In any event, the Jeannette became trapped in pack ice north of the Bering Sea but way short of the pole. And there she stayed for two years, immobilized but moving along with the giant, shifiting pack of ice. Those who survived would look back on those two years stuck in the ice as the good times of the expedition. They had brought a huge store of food and other supplies – even cases of Budweiser beer. And they could walk out onto the ice to hunt for game.

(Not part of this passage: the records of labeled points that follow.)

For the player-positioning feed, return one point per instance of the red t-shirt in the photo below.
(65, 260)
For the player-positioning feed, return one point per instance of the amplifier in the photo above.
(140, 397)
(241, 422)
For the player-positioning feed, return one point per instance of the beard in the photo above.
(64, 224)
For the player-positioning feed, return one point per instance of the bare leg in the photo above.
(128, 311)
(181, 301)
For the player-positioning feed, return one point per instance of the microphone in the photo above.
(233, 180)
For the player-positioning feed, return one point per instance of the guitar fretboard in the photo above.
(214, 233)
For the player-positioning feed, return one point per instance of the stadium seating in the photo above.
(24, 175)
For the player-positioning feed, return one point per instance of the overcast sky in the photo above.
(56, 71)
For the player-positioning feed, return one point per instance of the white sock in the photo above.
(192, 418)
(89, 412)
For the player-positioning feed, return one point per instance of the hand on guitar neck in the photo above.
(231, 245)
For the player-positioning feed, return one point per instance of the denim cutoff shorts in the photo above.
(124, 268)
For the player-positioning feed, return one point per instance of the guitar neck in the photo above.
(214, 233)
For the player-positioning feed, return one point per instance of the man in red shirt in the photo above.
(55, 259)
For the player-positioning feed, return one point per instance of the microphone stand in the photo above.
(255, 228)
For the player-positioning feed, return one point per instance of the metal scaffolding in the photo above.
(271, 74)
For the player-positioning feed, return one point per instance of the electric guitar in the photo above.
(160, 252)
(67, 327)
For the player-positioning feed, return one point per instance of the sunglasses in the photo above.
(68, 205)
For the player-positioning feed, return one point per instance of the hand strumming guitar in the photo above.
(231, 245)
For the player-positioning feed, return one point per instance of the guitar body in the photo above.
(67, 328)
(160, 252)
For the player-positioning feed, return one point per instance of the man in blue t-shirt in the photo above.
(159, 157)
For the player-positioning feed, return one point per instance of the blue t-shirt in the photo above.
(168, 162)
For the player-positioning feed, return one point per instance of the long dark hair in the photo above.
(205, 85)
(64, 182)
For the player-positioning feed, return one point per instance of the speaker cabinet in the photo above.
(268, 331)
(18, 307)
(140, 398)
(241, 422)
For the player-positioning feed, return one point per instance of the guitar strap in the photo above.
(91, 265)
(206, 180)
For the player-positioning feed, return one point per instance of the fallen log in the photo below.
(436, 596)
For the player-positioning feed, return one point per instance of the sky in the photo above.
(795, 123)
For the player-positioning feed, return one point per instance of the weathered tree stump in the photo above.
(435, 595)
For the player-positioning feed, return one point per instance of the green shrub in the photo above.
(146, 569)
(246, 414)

There were some failures. The arc lights De Long had bought from Thomas Edison to help dispel the interminable darkness of polar winters did not work. Nor did the telephones supplied by Bell that were to have linked those who ventured from the ship with those still on board.
Eventually, in the summer of 1881, the Jeannette finally broke free and floated in the water. But any celebration did not last long, because before long the ship was destroyed by the pressure of the ice floes surrounding it. Those on board had to abandon the sinking ship in favor of three small, open boats.
And there begins the horrifying part of the story. With winter bearing down, the men set out to find Siberia, where they hoped they could get help. Battling fog, cold and dwindling supplies, they sometimes dragged their boats, sometimes rode them across relatively open stretches. And then in a fierce storm, the three boats became separated. One boat vanished forever. One, under the command of George Melville, the Jeannette’s engineer, made it to Siberia. Melville and his men suffered considerably but did find helpful natives. De Long and those on the third boat found that rather than anything like Petermann’s charts, the delta of the Lena River was a bewildering maze that would soon freeze. And the natives who spent summers in the area had already retreated to safer areas. So had most of the wildlife that might have become food.
De Long’s party left the boat and wandered across the harsh, barren land as winter began to set in. Because De Long, the ship’s doctor and others kept good records and journals, Sides is able to tell us about their increasingly desperate ordeal in gruesome detail. When a team led by Melville eventually found their bodies months later, it appeared that De Long’s last conscious act had been to fling his journal away from the fire so that the information he had painstakingly written would be preserved. His raised arm was frozen in the act of throwing.
I listened to the audio recording of this book, ably read by Arthur Morey. Sometimes, when listening to a complex historical account, I think that I might have enjoyed it more had I read it in print. That is not the case with this book, because I am confident that I would not have kept reading the print version as it described more and more about frostbite, amputations and starvation. But the story is fascinating and worthwhile, and I’m glad that Morey’s presentation kept me going through the grimmest parts.
This is a well-researched, well-written historical account, and a true-adventure tale of valiant explorers. Sides also thoroughly grounds the expedition in its context, the Gilded Age, telling readers much about the outrageous exploits of James Gordon Bennett and about American society in general. He also ably describes the beauties as well as the terrors of the arctic, including much information about the natives in Alaska and Siberia and how the coming of “civilization” affected them.
It’s also a very human story. We get to know and care for De Long and his wife, Emma, who wrote him many letters he would never see, and who later worked to make sure that his detailed accounts of the expedition were made public. One of the most remarkable things about De Long is the way that this young Naval Academy graduate and Navy officer maintained dignity, discipline and purpose right up until his terrible death. The Jeannette Monument deserves its place of honor.